Wolves 0 – Forest(ers) 1

Well, it was a jolly scene on the stage of the NIS theatre last night, when, in a cheery, upbeat medley of your favourite folktales and mine, the foresters proved the heroes of the evening. No sooner had one member of our Union expertly removed a random bear’s liver and kidneys with one beautiful, swift upper cut that was a joy for any forestry professional to see, than another sterling representative of our venerable organisation had coolly gutted a wolf in full view of the admiring audience, thus heroically releasing a naive young girl and her alcoholic, cake-addicted grandmother. Their sheer professionalism was a joy to behold, especially compared to the amateurish attempts by other cast members at removing their own toes and poisoning their frankly rather dim step-daughters. As we say in the trade, if you want the job done cleanly, get a strapping forester in to do it! A marvellous night’s entertainment was had by all.
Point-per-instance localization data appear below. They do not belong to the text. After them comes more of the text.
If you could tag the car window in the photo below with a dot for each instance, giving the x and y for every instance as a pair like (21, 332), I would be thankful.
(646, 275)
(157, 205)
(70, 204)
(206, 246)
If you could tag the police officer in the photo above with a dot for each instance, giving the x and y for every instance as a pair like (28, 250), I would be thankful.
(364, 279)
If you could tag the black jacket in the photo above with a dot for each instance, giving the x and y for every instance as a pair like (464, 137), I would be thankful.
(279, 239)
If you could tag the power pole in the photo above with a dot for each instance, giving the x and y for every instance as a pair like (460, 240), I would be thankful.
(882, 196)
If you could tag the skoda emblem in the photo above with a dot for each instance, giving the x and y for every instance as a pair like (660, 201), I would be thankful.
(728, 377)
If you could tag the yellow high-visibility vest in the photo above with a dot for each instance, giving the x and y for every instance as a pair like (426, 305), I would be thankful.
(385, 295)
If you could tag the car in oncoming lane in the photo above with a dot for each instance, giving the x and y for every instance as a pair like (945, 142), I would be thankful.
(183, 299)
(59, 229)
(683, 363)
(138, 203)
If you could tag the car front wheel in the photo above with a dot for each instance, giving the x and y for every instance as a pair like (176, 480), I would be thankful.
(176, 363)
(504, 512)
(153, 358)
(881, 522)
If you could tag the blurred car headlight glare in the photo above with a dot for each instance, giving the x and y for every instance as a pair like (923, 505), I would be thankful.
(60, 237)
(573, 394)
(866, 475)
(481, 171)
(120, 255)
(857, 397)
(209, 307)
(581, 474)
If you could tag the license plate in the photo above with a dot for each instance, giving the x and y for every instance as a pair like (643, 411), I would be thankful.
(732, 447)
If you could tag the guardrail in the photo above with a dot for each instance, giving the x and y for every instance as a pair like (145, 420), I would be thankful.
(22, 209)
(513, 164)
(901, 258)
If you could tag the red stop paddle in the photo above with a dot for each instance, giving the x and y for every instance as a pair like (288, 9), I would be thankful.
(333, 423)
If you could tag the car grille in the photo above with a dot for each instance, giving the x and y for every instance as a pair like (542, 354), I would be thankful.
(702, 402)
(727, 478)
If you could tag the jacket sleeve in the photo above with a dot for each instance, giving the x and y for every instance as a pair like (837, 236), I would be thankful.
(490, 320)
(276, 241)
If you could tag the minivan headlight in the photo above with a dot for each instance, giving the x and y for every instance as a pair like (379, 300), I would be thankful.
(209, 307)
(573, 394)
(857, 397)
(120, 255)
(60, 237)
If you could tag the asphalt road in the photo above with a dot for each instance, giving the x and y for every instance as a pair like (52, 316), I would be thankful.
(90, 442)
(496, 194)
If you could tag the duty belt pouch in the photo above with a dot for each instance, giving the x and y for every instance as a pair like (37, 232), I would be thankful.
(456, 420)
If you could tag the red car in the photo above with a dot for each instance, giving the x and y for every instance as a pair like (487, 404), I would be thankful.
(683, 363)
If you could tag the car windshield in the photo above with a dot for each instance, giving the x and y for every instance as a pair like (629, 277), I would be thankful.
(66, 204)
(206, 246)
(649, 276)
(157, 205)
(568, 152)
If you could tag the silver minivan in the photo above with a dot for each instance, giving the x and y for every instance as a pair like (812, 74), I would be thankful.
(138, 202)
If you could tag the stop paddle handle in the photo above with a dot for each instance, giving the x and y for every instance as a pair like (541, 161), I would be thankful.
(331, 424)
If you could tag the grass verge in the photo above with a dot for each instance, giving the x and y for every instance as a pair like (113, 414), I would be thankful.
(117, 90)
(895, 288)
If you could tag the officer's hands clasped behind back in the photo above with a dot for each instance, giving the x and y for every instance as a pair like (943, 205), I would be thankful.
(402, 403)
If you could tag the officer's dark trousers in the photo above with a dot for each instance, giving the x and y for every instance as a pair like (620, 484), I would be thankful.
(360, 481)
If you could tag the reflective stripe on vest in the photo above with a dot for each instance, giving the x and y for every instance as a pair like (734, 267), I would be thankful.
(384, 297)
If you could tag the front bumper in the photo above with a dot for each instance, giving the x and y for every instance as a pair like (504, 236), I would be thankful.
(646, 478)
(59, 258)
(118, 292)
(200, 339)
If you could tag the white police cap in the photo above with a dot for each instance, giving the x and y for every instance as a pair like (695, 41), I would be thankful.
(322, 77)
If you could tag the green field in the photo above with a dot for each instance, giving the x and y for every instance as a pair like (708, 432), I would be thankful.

The Daily Acorn: Magazine of The Amalgamated Union of Foresters, Woodcutters and Other Jolly Hunting Types

Parental Advisory! Parents of wolf cubs, stay away from the NIS stage, where a thoroughly depressing saga has been performed at the expense of the very lives of fellow wolves. Yes, a wolf is sacrificed nightly to the feral demands of a rampant human audience who constantly fail to see beyond the ancient stereotypes that enforce the usual discrimination against us wolves. Little do humans realise that we are currently the demographic that consumes more conditioner and shampoo than any other mammalian consumer of household products (apart from the bear, another grossly misunderstood fellow sufferer, one of whom was gruesomely disembowelled on stage in the same cruel performance last night)*. When will this exploitation end, brothers and sisters? When will humans realise that a wolf never ate a grandmother and a small girl all in one sitting? When will they understand that this is not even possible, and show a more realistic scenario, in which suburban wolves return home via a pamper session from the supermarket in their family saloon and unpack frozen human body parts to store in their basement freezer like any other family? These old folktales must be updated! Boycott this show in protest, fellow wolves! You enter the theatre at your peril.